Wednesday, March 19, 2008

How Do Values Drive Culture?

Your culture work will give you new insight, into how organisations tick. Above all, it will teach you to see your world in terms of ‘cause’ and ‘effect’. As a leader of a cultural journey, you will learn to operate on the balcony and the dance floor simultaneously to observe what is happening and see both the underlying value-set that is driving what is occurring and how others are interpreting this action.

To lead culture change, you will need to know how values actually work and how they play out through the behaviours, symbols and systems of your organisation.


What are Values?
When you work with culture, you need to be very clear on what is meant by the word ‘value’ because you will be using it a lot. Logically the word ‘value’ describes exactly what a value is. It is ‘what we value’. What is important to us? As a society, we value ‘integrity’ we are likely to take actions which benefit the larger whole. On a closer examination, these values contain an ingredient which puts the whole ahead of, or at least alongside, the good of the individual.

But here’s the tricky bit. Through our behaviour we show that we actually place value on a different set of attributes. We say we value honesty, but we also value being liked, and through our behaviour we hold back from telling the truth if we feel it will make us unpopular – thus the verb ‘value’, which ultimately guides our actions, and has come to mean ‘that which is important to us’.

It encompasses a much wider set of attributes than those normally described as ‘values’. This is not an argument in semantics. It lies at the heart of the challenge leader’s face in influencing culture. Culture is the manifestation of what is rarely valued. If an organisation values being nice to each other more than they value honesty, their culture will reflect this and it will play out, for example, in the way performance reviews are conducted, We can sit here and argue that honesty is a higher order value than being nice, but this is just talk. The walk shows that being nice is more important.

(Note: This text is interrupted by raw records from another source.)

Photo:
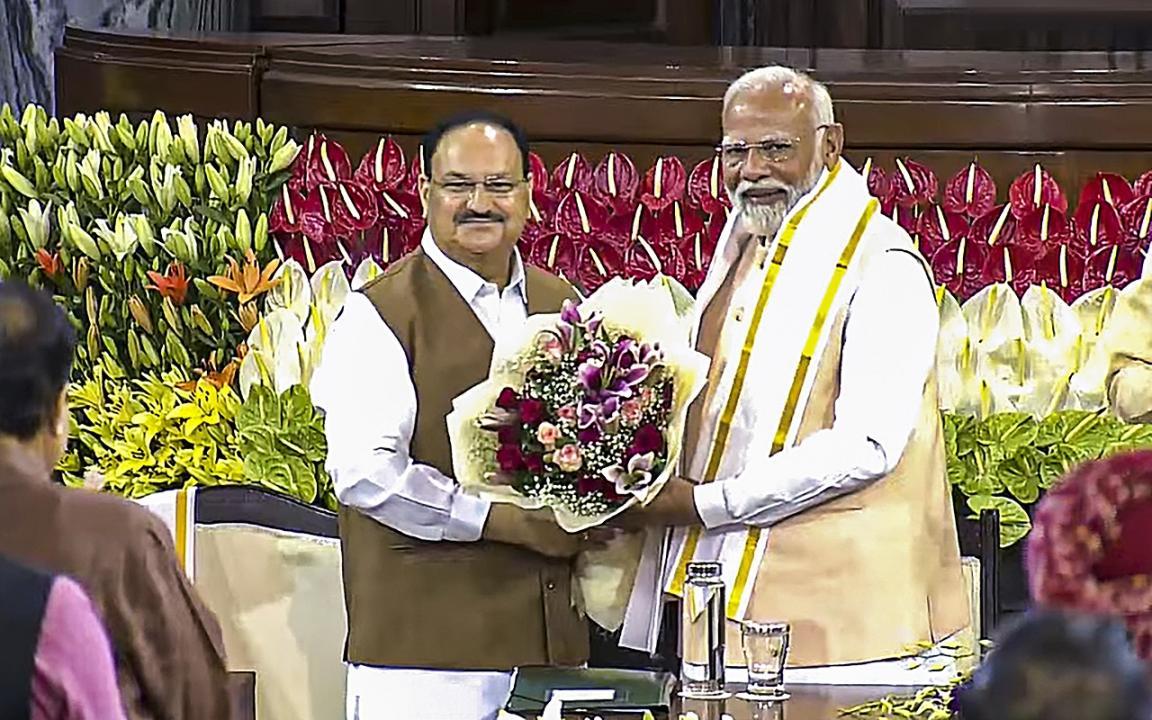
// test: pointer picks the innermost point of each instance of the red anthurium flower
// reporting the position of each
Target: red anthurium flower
(354, 207)
(1107, 189)
(938, 227)
(697, 252)
(1044, 228)
(1137, 217)
(1035, 189)
(50, 262)
(1062, 270)
(705, 187)
(581, 215)
(555, 254)
(286, 211)
(597, 263)
(1114, 266)
(1098, 226)
(674, 224)
(327, 163)
(912, 184)
(995, 227)
(879, 186)
(384, 167)
(310, 255)
(172, 285)
(959, 265)
(615, 180)
(664, 183)
(908, 218)
(970, 192)
(1014, 265)
(1143, 184)
(645, 260)
(574, 173)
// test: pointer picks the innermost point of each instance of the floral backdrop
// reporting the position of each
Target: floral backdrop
(202, 265)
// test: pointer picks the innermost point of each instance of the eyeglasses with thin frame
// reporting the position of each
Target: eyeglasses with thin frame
(773, 149)
(462, 188)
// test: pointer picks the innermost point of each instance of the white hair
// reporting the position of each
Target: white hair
(762, 78)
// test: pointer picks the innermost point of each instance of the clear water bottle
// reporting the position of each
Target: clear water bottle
(702, 630)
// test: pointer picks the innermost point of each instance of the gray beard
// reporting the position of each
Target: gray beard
(765, 220)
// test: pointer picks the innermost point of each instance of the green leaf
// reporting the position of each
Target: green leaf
(260, 409)
(1021, 475)
(296, 406)
(1014, 521)
(1008, 431)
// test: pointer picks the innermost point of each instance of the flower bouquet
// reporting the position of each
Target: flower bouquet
(583, 414)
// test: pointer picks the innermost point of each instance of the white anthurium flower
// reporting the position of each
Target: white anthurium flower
(292, 292)
(330, 289)
(365, 272)
(274, 341)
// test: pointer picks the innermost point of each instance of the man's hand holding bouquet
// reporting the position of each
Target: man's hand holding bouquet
(583, 415)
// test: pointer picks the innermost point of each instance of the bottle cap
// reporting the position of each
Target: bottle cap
(704, 569)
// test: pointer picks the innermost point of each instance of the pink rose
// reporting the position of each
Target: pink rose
(631, 410)
(547, 433)
(568, 459)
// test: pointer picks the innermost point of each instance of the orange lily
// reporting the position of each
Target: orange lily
(249, 281)
(172, 285)
(50, 262)
(220, 379)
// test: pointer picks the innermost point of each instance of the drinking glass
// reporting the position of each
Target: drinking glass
(765, 652)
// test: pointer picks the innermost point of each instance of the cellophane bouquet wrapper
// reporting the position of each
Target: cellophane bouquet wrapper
(583, 414)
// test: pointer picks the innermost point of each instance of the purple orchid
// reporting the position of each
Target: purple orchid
(637, 476)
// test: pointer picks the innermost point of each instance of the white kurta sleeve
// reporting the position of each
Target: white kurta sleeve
(888, 351)
(364, 387)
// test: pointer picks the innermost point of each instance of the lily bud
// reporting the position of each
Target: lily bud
(171, 316)
(201, 320)
(249, 316)
(244, 174)
(217, 182)
(189, 137)
(282, 158)
(139, 313)
(243, 232)
(91, 307)
(80, 273)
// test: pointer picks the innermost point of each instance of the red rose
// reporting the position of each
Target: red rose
(533, 462)
(510, 459)
(649, 439)
(508, 399)
(508, 434)
(531, 411)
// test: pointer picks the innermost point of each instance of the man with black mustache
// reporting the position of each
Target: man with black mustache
(816, 454)
(446, 593)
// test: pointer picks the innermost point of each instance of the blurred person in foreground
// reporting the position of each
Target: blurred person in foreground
(1056, 666)
(446, 592)
(816, 452)
(1090, 548)
(168, 649)
(55, 661)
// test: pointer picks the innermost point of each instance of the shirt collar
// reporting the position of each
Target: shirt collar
(464, 279)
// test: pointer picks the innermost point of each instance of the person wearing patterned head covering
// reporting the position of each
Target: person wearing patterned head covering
(1091, 544)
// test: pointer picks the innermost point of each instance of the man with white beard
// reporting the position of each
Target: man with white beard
(815, 459)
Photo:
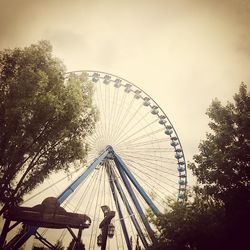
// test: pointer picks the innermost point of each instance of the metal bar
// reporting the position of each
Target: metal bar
(129, 209)
(44, 241)
(124, 229)
(65, 194)
(4, 232)
(135, 200)
(14, 225)
(139, 188)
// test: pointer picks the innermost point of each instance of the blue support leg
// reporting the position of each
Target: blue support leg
(135, 200)
(129, 209)
(139, 188)
(72, 187)
(20, 240)
(124, 229)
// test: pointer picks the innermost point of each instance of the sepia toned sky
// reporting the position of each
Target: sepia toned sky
(182, 53)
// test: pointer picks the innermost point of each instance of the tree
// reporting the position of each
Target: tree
(216, 215)
(197, 224)
(223, 164)
(44, 119)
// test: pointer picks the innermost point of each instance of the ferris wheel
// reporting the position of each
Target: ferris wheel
(134, 163)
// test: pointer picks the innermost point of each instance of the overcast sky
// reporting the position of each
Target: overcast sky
(182, 53)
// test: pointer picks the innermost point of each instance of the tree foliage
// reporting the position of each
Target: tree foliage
(216, 216)
(43, 118)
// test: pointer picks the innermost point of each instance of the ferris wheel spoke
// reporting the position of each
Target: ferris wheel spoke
(144, 143)
(139, 132)
(123, 118)
(139, 137)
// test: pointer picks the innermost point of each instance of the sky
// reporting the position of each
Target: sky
(181, 53)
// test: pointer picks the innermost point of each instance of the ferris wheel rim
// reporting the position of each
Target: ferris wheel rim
(179, 197)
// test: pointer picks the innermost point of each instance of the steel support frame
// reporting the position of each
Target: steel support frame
(117, 204)
(139, 188)
(135, 200)
(20, 240)
(129, 210)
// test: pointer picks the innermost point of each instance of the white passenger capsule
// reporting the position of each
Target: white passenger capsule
(107, 79)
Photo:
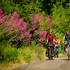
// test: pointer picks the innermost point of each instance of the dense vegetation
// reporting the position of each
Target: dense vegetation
(24, 25)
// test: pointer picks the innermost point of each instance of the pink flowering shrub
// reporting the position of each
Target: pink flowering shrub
(21, 30)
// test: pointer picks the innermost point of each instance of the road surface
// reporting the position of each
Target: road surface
(60, 63)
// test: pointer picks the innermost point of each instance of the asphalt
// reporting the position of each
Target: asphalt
(61, 63)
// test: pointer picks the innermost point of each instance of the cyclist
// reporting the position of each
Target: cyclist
(57, 48)
(67, 39)
(50, 39)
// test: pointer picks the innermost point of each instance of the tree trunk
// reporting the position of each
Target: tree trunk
(69, 3)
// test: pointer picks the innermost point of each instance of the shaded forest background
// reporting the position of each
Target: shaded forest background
(53, 14)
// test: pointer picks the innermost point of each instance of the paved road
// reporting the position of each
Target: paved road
(60, 63)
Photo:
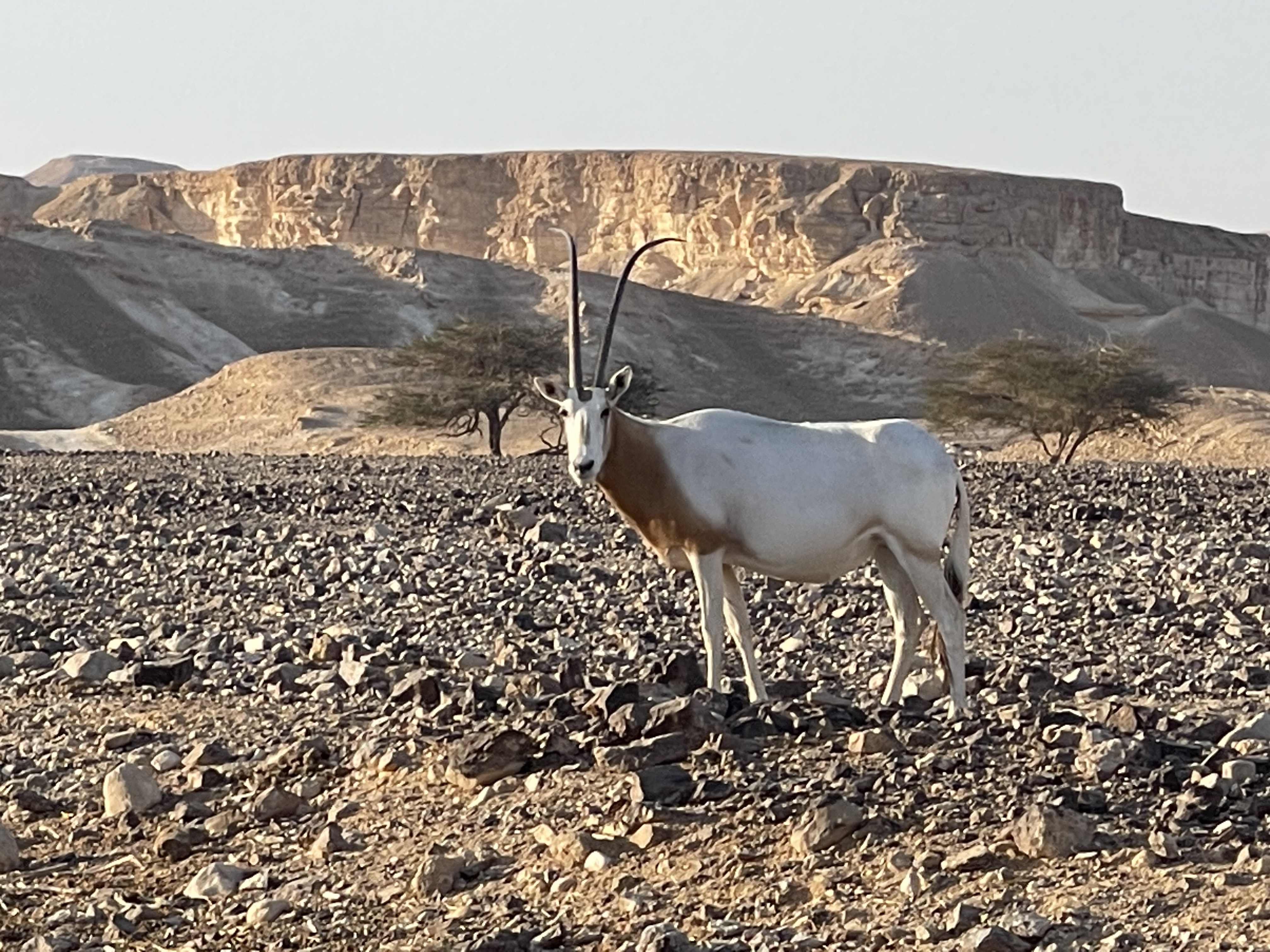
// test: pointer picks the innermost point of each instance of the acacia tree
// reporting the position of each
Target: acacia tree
(475, 374)
(1058, 394)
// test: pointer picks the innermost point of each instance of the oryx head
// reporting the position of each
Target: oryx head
(587, 411)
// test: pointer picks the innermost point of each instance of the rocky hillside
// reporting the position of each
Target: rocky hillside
(141, 284)
(820, 235)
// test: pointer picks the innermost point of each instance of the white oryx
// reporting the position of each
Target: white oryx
(716, 490)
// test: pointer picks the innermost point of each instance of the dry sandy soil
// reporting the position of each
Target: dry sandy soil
(312, 402)
(300, 649)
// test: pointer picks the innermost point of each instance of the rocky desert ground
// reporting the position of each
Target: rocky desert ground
(425, 704)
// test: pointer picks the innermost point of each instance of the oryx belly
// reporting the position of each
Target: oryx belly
(812, 502)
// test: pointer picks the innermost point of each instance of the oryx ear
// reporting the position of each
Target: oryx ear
(619, 384)
(550, 390)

It is more useful to use the word ‘value’ to embrace a broader set of attributes than would normally be the case. This line of thinking results in two types of values, the first set will be familiar to you, they are more characteristics that enrich and benefit the whole and which most organisations would like to value.

Enriching Values include: Performance, Customer focus,
Teamwork ,Integrity ,Honesty, Safety,
Innovation, Doing what we say we will, Environmental awareness, Developing our people,
Risk management, Pursuit of excellence, Service, Relationships, Growth, Balance

This list is inspiring in terms of its ambition. It describes our desire to set standards around what is and is not acceptable. It develops a framework for how we should behave. These values usually benefit others as well as us, and are thus enriching values.

To understand the whole picture however we have to create another list. Another set of things that we value, that are important to us. These are not talked about as values, and yet we do value them.

We call them Selfish Values, which include: Money, Status, Independence, Staying out of trouble, Avoiding conflict, Power, Winning over others, Looking good, Keeping everyone on side,
Popularity, Control, Being right.

The first list benefits me, but also others. The second benefits me but potentially at the expense of others. Your organisations desired values will undoubtedly be drawn from the first list. But to understand how your organisation ticks, you have to understand how both sets play out to create the culture that correctly drives behaviour in your organisation.

Many cultures demonstrate that the second list is more important than the first. Others struggle to decide on which list to place profit, and believe it can belong on either. Contributing to the good of the organisation as a whole, rather than simply one's own personal gain, is a values-based approach. However, for some organisations profit has become the only real value, and can therefore be self-serving espcially for those who gain personally from its achievement.



A question to consider is: What would your organisation not be prepared to do in the name of profit?